I will say that error handling and logging in general is one of my weakpoints, but I made a comment about my approach so far being dbg/pdb based, attaching a debugger and creating breakpoints and prints ad-hoc rather than writing them in code. I'm sure there's reasons why it isn't used as much and logging in code is so much more common, but I have faith that it's a path worth specializing in.
Back to the file reading example, for a non-idempotent function. Considering we are using an encapsulating approach we have to split ourselves into 3 roles. We can be the IO library writer, we can be the calling code writer, and we can be an admin responsible for the whole product.
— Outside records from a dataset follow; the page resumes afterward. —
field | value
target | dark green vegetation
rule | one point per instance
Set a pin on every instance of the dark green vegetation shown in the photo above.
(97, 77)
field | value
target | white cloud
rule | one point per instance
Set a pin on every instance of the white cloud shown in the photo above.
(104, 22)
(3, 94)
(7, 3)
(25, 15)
I think a common trap engineers fall for is trying to keep all of the "global" context (or as much as they can handle) at all times.
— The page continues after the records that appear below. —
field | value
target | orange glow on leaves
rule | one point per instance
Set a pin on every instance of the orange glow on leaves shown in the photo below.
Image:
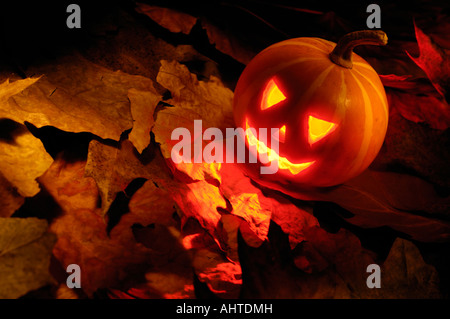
(272, 95)
(318, 129)
(283, 162)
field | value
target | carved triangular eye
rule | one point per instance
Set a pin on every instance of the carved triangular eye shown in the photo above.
(318, 129)
(272, 95)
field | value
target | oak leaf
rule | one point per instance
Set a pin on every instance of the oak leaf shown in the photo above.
(143, 104)
(76, 95)
(435, 61)
(23, 158)
(25, 251)
(105, 260)
(174, 21)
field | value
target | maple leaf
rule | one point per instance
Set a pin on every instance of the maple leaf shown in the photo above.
(113, 168)
(416, 147)
(174, 21)
(105, 261)
(23, 158)
(381, 199)
(210, 101)
(143, 104)
(406, 275)
(227, 43)
(25, 251)
(10, 199)
(417, 100)
(76, 95)
(434, 61)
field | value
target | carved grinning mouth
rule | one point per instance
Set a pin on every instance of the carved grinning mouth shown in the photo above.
(283, 162)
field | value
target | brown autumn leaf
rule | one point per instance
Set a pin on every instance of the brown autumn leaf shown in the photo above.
(340, 254)
(227, 43)
(417, 100)
(76, 95)
(416, 147)
(9, 89)
(10, 199)
(405, 275)
(434, 60)
(25, 251)
(105, 260)
(114, 167)
(199, 200)
(143, 104)
(209, 101)
(174, 21)
(268, 271)
(23, 158)
(367, 198)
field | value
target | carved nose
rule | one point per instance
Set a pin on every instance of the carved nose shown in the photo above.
(281, 134)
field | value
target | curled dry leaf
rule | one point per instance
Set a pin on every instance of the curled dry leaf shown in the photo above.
(417, 100)
(23, 158)
(174, 21)
(76, 95)
(366, 196)
(143, 104)
(113, 168)
(417, 147)
(406, 275)
(435, 61)
(192, 99)
(10, 199)
(105, 261)
(25, 251)
(227, 43)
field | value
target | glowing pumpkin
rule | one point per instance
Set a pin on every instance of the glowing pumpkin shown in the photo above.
(328, 103)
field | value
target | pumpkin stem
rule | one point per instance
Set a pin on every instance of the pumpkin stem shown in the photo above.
(343, 51)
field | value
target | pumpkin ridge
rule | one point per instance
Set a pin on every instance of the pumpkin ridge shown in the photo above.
(359, 160)
(282, 44)
(317, 83)
(380, 95)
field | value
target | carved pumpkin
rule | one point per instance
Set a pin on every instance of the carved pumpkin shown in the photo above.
(328, 103)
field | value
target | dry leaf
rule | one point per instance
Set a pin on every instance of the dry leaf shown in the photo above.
(416, 147)
(405, 275)
(23, 158)
(10, 199)
(209, 101)
(25, 251)
(113, 168)
(365, 196)
(76, 95)
(434, 60)
(105, 261)
(143, 104)
(174, 21)
(227, 43)
(9, 89)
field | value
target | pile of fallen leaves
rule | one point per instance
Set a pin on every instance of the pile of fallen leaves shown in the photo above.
(86, 176)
In this case of course we wouldn't be writing the non-idempotent library, so of course that's not a hat we wear, do not quite care about the innards of the function and its state, rather we have a well defined set of errors that are part of the interface of the function (EINVAL, EACCES, EEXIST).
In this sense we respect the encapsulation boundaries and are provided the information necessary by the library. If we ever need to dive into the actual library code, first the encapsulation is broken and we are dealing with a leaky abstraction, second we just dive into the library code, (or the filesystem admin logs themselves).
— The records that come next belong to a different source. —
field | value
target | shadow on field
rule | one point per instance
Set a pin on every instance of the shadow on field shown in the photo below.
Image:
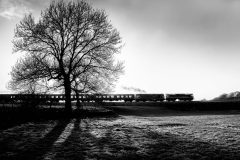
(119, 142)
(37, 150)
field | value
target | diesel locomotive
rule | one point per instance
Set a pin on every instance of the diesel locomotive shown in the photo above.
(7, 98)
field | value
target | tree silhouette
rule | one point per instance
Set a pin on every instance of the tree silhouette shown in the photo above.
(72, 47)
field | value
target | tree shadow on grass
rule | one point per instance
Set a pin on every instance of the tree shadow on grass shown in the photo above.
(41, 147)
(120, 142)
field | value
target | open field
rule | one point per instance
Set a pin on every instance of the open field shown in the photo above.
(140, 132)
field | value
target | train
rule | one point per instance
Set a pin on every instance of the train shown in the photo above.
(5, 98)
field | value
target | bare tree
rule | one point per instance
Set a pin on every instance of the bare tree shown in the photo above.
(72, 46)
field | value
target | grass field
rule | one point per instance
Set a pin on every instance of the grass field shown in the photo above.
(145, 132)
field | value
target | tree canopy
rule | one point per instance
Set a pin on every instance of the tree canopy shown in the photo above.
(70, 48)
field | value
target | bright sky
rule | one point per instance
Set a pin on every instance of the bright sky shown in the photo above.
(170, 46)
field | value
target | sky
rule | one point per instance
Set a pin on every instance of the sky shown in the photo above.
(170, 46)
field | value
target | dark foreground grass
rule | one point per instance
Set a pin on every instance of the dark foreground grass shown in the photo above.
(140, 132)
(127, 137)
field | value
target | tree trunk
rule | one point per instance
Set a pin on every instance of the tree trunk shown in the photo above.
(68, 105)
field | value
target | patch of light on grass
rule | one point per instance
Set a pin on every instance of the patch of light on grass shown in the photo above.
(61, 139)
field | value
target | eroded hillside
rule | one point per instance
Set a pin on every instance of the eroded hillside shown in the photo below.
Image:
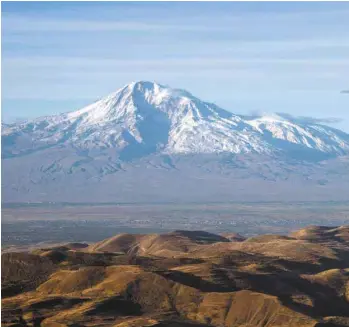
(182, 279)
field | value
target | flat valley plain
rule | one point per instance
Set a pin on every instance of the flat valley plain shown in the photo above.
(27, 225)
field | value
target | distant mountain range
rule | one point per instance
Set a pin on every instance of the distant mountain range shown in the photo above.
(148, 142)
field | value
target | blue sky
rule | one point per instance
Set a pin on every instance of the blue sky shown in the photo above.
(245, 57)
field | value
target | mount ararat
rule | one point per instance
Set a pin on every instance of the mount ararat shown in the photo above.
(151, 143)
It's not precisely the type of responsibility that can be handled at design time and in code anyways, when we code we are wearing the calling-module programmer hat. We cannot think of everything that the sysadmin might need at the time of experiencing an error, we have to think that they will be sufficiently armed with enough tools to gather the information necessary with other tools. And thank god for that! checking /proc/fs and looking at crash dumps, and attaching processes with dbg will yield far better info than relying on whatever print statements you somehow added to your program.
Anyways at least that's my take on the specific example of glibc-like implementations of POSIX file operations like open(). I'm sure the implications may change for other non-idempotent functions, but at some point, talking about specifics is a bit more productive than talking in the abstract.